The Internet of things has given us a glimpse of the future, and its revolution is sweeping over the world.
In just the past three years, we’ve seen the rise of “smart home” products that help us monitor, control and even automate everything from washing machines and thermostats to washing machines, car controls and even a smart oven.
While the Internet is changing the way we interact with our homes, the real impact of IoT on our lives is yet to be seen.
But that’s about to change.
And the future of smart home products is looking promising.
This week, the United Nations released a report called “The Internet of Home: Enhancing Home Security and Ease of Living in the 21st Century,” and it shows just how quickly the Internet has become an important part of our lives.
In the report, UNDP’s Stephen Hsu, the UN Special Rapporteur on digital rights and the right to privacy, describes how smart home devices have the ability to track us across a wide range of sensors and make us feel like they’re in our homes.
Hsu says the Internet will eventually make us more aware of what’s happening in our lives, and that we’ll also be able to access data stored in our smart devices.
So, as a result of this new data, we’ll be able—not just passively, but actively—to see what’s going on around us, and better understand the world around us.
We’ll be more connected to the world, to each other and to the natural world, he says.
The Internet is an important tool for our lives Hsu sees this as a boon for the right of privacy, because it allows us to more fully share our lives and identities.
And that’s important for a number of reasons.
First, it allows people to be more open about their personal information.
We already have the right for people to share information about us online.
The UN report says the right is also a key right for citizens to exercise control over their own data.
Huse says, “A right to personal data includes the right not to have it disclosed, whether for any reason or not.”
Hsu’s comments echo the right, and we’ll soon see this right extend to our digital lives, too.
For instance, the right can be a powerful tool for privacy when it comes to information collection, but we’ll never see a single person get in the way of the data that’s collected by a surveillance system.
This is because the right applies to everything we do online, and so the data collected by our smartphones is no different.
Hush said we will soon be able “to control all aspects of our online life,” including what information we share with advertisers and advertisers will have to share with us about how we spend our time online.

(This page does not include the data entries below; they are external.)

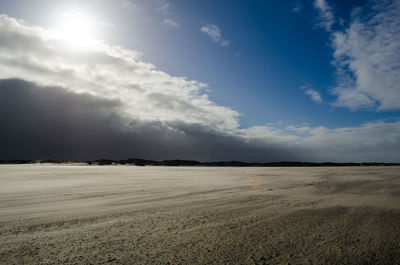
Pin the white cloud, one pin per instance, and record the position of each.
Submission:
(297, 7)
(314, 95)
(214, 32)
(148, 96)
(164, 7)
(326, 17)
(360, 143)
(367, 58)
(36, 54)
(171, 23)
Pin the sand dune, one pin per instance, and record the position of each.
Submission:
(74, 214)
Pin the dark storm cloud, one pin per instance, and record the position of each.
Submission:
(39, 122)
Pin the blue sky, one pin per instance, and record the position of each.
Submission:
(276, 63)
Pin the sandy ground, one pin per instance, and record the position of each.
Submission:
(74, 214)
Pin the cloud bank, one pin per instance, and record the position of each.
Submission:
(106, 102)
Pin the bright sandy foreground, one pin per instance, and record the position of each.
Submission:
(76, 214)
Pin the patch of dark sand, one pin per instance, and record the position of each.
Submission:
(207, 235)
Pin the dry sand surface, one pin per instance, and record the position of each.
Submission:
(76, 214)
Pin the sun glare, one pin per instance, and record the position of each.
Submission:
(76, 30)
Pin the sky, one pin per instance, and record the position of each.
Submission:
(306, 80)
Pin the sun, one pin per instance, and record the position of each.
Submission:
(76, 29)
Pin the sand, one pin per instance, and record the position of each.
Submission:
(76, 214)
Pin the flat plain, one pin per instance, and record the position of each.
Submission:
(78, 214)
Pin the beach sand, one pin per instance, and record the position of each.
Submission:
(77, 214)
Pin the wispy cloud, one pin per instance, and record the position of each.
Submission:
(367, 59)
(107, 101)
(314, 95)
(297, 7)
(326, 16)
(171, 23)
(214, 32)
(164, 7)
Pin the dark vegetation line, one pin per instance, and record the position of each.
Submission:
(144, 162)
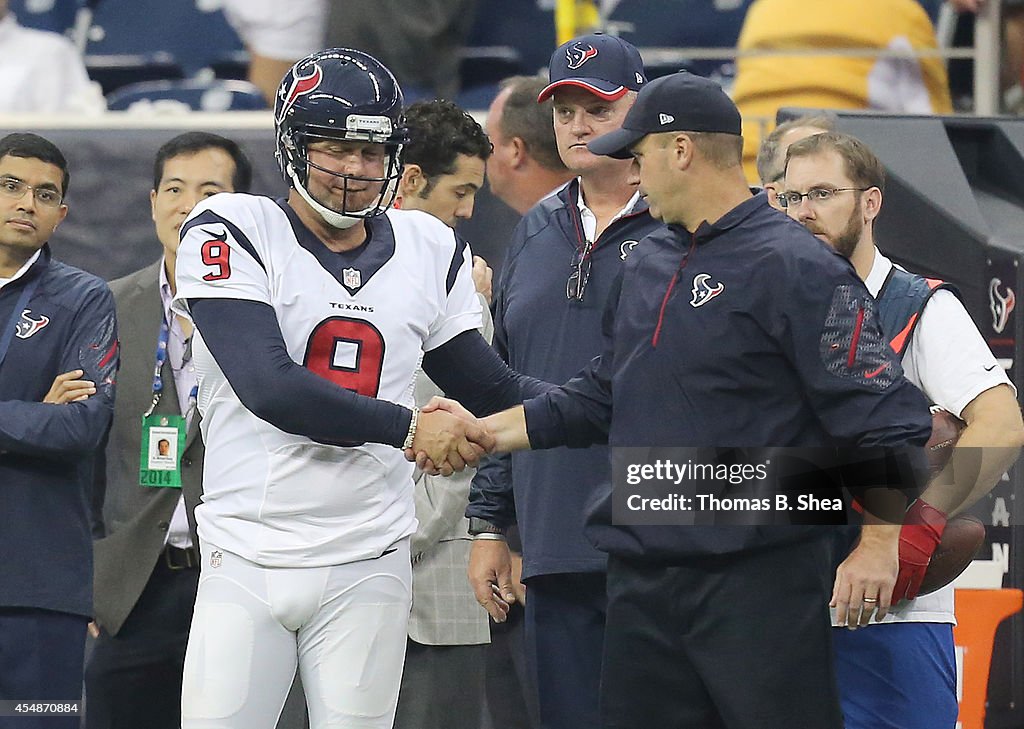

But we’ll still have to be very careful.
“Privacy is essential,” he said.
And it will be critical to the future success of the right as well.
As a result, we’re going to have to change how we interact and manage our data.
That means we’ll need to change the way the Internet works and how we use it.
That will be challenging, but it will also be a major challenge.
There are a number technological and social challenges that will require us to think differently about how and when we use data and how it is shared.
So far, we seem to be living in an era of constant data collection.
That’s going to be an enormous challenge for all of us as we interact more and more with the world—not only in the physical world, but also online and on our mobile devices.
We have to take a long-term view about how our data is being used, Hsu said.
We need to think about how to protect the right.
And we need to be ready to adapt as we learn new technologies and tools to better protect the rights of privacy.